The problem is that some of the later levels are very long, and there are no checkpoints. Hitting spikes means instant death and that can happen very quickly, and with only the slightest mistake of even the most well-trained fingers. I even got a Trophy called “Epic Fail” after failing a certain mission many times in a row (don’t remember how many it was), and I started to think I was in trouble. Along with zero checkpoints, you really aren’t well-acquainted with the larger maps, because the camera is always zoomed in on the Drone. So you start sort of blind. You can switch to a free-camera mode once the Drone is launched and you do have a handy-dandy map, but that doesn’t quite alleviate the difficulty. I will say the map proved immensely helpful for some of the tougher missions, though.
StarDrone is one of those well-conceived, nicely produced downloadable games with a lot of simple flash and a ton of accessibility…at first, at least. Old-school fans might not have a big problem with the spiking difficulty and besides, those 50 levels will definitely take some time. For only $7.99, you get some serious bang for your buck. But I’m a very patient individual and if I’m ready to break something, there’s a definite level of frustration involved. I must stress, however, that I kept getting better and I never felt cheated. Granted, I flew blind too often and got very near the end before an inadvertent mistake sent me back to the start. But it was always my fault. I never thought the game itself cheated me. There’s something to be said for that and in the end, StarDrone is worth your time.

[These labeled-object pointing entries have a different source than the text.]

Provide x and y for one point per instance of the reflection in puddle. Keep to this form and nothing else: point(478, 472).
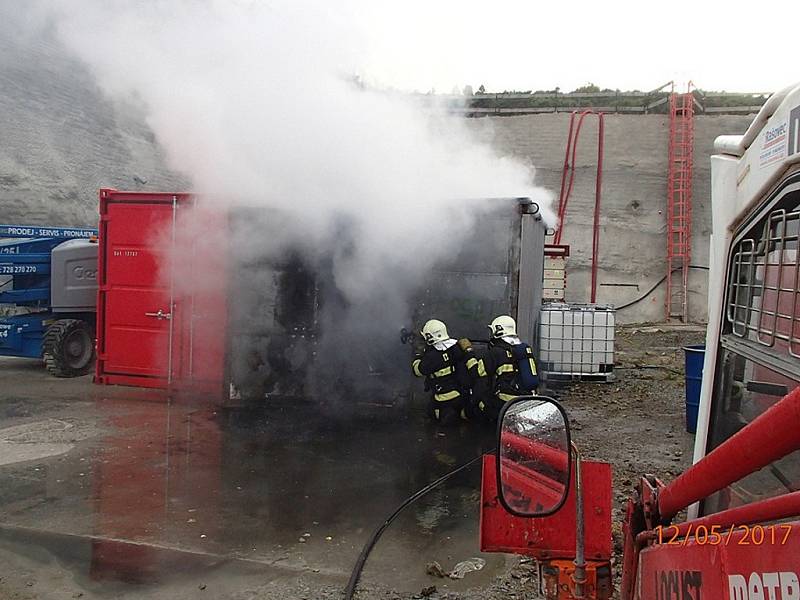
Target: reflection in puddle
point(173, 486)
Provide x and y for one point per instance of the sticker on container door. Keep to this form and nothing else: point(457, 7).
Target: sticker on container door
point(773, 145)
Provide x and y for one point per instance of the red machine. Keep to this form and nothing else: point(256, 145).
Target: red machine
point(741, 540)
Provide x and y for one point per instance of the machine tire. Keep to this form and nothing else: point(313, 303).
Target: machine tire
point(68, 348)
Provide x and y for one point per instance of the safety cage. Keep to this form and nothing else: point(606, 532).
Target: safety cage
point(758, 364)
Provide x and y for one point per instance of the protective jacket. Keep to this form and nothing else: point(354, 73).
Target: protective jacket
point(448, 370)
point(503, 368)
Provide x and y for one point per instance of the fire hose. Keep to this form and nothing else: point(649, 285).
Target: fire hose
point(367, 549)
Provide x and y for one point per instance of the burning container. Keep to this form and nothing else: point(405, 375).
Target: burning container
point(181, 306)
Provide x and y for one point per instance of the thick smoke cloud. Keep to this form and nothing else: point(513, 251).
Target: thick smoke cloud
point(261, 105)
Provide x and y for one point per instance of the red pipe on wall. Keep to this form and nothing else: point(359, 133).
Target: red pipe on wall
point(571, 153)
point(772, 435)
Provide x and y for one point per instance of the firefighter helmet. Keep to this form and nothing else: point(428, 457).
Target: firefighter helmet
point(434, 331)
point(503, 326)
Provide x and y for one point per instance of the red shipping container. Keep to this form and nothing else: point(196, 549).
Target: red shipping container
point(161, 308)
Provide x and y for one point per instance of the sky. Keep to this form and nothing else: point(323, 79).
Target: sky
point(622, 44)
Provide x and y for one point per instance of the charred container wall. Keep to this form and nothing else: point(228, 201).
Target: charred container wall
point(293, 335)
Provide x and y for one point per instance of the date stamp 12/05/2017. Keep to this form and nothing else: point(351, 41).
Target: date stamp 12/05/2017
point(717, 535)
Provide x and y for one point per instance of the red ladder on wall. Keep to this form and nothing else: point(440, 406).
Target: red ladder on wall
point(679, 204)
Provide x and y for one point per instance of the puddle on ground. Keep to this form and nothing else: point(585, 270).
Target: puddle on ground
point(175, 484)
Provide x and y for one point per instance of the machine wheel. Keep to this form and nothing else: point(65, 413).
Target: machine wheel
point(69, 348)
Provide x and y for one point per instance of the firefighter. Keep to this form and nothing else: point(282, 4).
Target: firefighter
point(510, 366)
point(448, 366)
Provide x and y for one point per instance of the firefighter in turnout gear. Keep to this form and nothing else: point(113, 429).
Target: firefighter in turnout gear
point(510, 366)
point(448, 366)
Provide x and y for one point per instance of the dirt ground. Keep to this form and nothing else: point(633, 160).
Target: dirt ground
point(50, 497)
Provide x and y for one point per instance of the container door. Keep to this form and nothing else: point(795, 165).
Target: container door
point(199, 287)
point(135, 303)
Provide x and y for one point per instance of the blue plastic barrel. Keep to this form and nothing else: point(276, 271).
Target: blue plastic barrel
point(694, 356)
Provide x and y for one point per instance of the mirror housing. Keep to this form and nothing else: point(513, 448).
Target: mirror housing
point(534, 456)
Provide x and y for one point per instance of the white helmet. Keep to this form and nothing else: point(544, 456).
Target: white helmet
point(434, 331)
point(503, 326)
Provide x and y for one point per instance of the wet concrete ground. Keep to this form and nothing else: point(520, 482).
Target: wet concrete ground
point(128, 493)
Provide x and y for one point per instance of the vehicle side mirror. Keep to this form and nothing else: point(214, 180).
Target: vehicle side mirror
point(534, 465)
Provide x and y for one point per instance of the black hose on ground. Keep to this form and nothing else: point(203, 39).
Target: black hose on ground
point(652, 289)
point(350, 590)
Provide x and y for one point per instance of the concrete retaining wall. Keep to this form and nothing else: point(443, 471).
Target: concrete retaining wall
point(62, 140)
point(633, 222)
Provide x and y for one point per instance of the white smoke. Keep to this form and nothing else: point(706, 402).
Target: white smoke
point(261, 104)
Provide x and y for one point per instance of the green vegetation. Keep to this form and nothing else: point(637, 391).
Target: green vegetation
point(591, 95)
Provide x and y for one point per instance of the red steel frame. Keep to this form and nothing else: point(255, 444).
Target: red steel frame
point(767, 438)
point(681, 563)
point(679, 204)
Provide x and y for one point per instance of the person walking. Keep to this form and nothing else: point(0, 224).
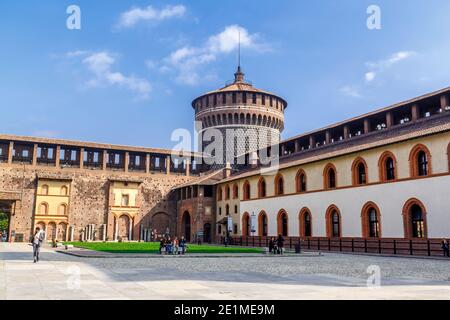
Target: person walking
point(162, 244)
point(446, 248)
point(38, 238)
point(271, 245)
point(183, 245)
point(175, 245)
point(280, 244)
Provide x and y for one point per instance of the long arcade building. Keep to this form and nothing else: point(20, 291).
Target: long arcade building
point(385, 174)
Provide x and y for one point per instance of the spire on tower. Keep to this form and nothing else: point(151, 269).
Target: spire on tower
point(239, 75)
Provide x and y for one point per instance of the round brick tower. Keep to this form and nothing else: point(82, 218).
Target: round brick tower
point(248, 118)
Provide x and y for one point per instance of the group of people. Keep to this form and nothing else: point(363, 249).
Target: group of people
point(175, 246)
point(276, 245)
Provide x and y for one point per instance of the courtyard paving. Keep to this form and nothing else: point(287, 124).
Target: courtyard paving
point(328, 276)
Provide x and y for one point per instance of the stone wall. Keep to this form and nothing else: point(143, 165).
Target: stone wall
point(89, 196)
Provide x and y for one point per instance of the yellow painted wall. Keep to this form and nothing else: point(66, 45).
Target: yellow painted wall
point(119, 189)
point(54, 198)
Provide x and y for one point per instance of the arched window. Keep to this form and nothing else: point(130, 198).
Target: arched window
point(263, 224)
point(43, 208)
point(420, 161)
point(387, 166)
point(227, 192)
point(300, 181)
point(279, 185)
point(414, 219)
point(64, 191)
point(246, 191)
point(305, 223)
point(219, 194)
point(329, 175)
point(371, 226)
point(262, 188)
point(333, 218)
point(282, 223)
point(235, 191)
point(62, 209)
point(359, 172)
point(44, 190)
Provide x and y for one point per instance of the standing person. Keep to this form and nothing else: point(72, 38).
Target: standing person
point(175, 245)
point(38, 238)
point(183, 245)
point(280, 244)
point(271, 245)
point(446, 248)
point(161, 245)
point(169, 245)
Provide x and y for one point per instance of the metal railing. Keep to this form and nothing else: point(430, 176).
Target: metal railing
point(387, 246)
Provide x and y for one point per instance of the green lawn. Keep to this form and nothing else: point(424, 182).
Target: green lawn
point(153, 247)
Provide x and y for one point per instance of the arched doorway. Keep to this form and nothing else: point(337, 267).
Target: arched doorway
point(51, 231)
point(5, 213)
point(186, 226)
point(263, 224)
point(415, 219)
point(207, 233)
point(283, 223)
point(62, 231)
point(123, 231)
point(246, 232)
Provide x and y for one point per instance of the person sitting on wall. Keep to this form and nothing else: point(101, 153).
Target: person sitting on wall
point(280, 244)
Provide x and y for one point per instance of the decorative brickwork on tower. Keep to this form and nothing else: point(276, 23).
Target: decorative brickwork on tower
point(248, 119)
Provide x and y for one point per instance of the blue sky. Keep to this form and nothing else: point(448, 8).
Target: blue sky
point(129, 75)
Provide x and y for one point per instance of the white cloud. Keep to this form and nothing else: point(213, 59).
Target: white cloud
point(135, 15)
point(350, 91)
point(382, 65)
point(100, 65)
point(187, 60)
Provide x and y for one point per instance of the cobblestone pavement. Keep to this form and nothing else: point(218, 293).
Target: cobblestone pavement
point(330, 276)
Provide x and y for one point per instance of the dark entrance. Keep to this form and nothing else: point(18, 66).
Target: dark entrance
point(186, 226)
point(5, 218)
point(207, 233)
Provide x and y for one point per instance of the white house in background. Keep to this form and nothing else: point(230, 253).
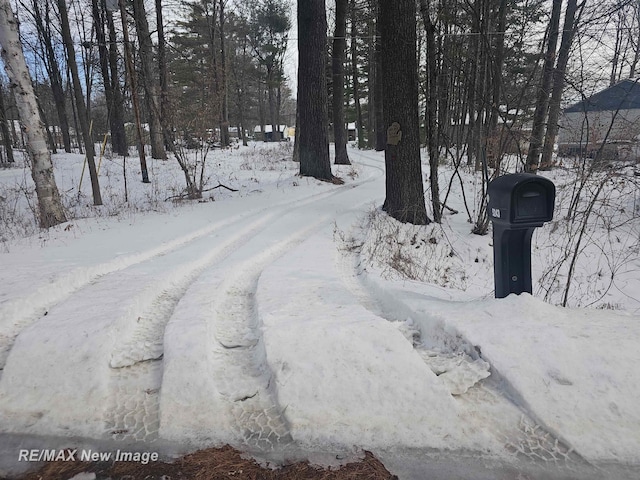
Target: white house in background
point(611, 116)
point(267, 136)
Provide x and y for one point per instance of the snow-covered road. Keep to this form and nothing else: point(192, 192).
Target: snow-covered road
point(251, 322)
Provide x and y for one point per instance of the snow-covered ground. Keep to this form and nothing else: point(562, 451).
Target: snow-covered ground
point(293, 319)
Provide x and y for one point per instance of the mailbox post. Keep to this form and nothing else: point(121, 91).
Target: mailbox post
point(518, 203)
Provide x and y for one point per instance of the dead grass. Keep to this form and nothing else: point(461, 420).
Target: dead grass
point(212, 464)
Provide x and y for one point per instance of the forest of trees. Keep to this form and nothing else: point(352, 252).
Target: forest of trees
point(469, 80)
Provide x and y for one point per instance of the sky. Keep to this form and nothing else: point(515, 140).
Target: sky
point(285, 319)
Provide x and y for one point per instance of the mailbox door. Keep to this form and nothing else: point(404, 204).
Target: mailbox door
point(530, 203)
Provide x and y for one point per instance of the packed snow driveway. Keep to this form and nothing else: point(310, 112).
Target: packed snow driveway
point(255, 326)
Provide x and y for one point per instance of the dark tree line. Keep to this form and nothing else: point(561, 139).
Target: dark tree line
point(489, 80)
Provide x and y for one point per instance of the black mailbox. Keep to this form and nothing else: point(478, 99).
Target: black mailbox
point(518, 203)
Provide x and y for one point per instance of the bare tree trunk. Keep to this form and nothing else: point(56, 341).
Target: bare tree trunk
point(98, 22)
point(378, 94)
point(275, 132)
point(371, 73)
point(53, 70)
point(296, 140)
point(145, 51)
point(83, 117)
point(224, 106)
point(312, 90)
point(338, 57)
point(4, 129)
point(134, 93)
point(49, 205)
point(404, 189)
point(163, 78)
point(118, 134)
point(542, 103)
point(432, 110)
point(568, 33)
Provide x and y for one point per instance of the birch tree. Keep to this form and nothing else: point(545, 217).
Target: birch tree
point(49, 205)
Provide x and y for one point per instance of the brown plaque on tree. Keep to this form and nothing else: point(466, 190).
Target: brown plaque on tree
point(394, 134)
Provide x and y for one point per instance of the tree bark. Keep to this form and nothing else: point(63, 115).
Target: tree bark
point(98, 22)
point(568, 33)
point(338, 58)
point(432, 110)
point(145, 51)
point(163, 76)
point(224, 105)
point(312, 90)
point(50, 207)
point(404, 189)
point(4, 129)
point(371, 72)
point(134, 93)
point(118, 134)
point(53, 70)
point(83, 117)
point(378, 93)
point(542, 102)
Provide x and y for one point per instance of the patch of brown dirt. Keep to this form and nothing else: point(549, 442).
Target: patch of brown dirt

By the way, this game is compatible with PlayStation Move but I soon realized that it doesn’t really alter the experience much, and certainly doesn’t make anything easier. Just play it with the Dual Shock 3…and have an extra one handy, just in case.
The Good: Slick, pleasing technical presentation. Great visual and sound effects. Original, semi-addictive concept. Inspired, gripping gameplay. High longevity is appreciated.
The Bad: Music can get repetitive. No checkpoints and lengthy missions adds to high difficulty. Some missions feel too long.
The Ugly: “Why is my controller cracking…? …oh, I’m squeezing it to death.”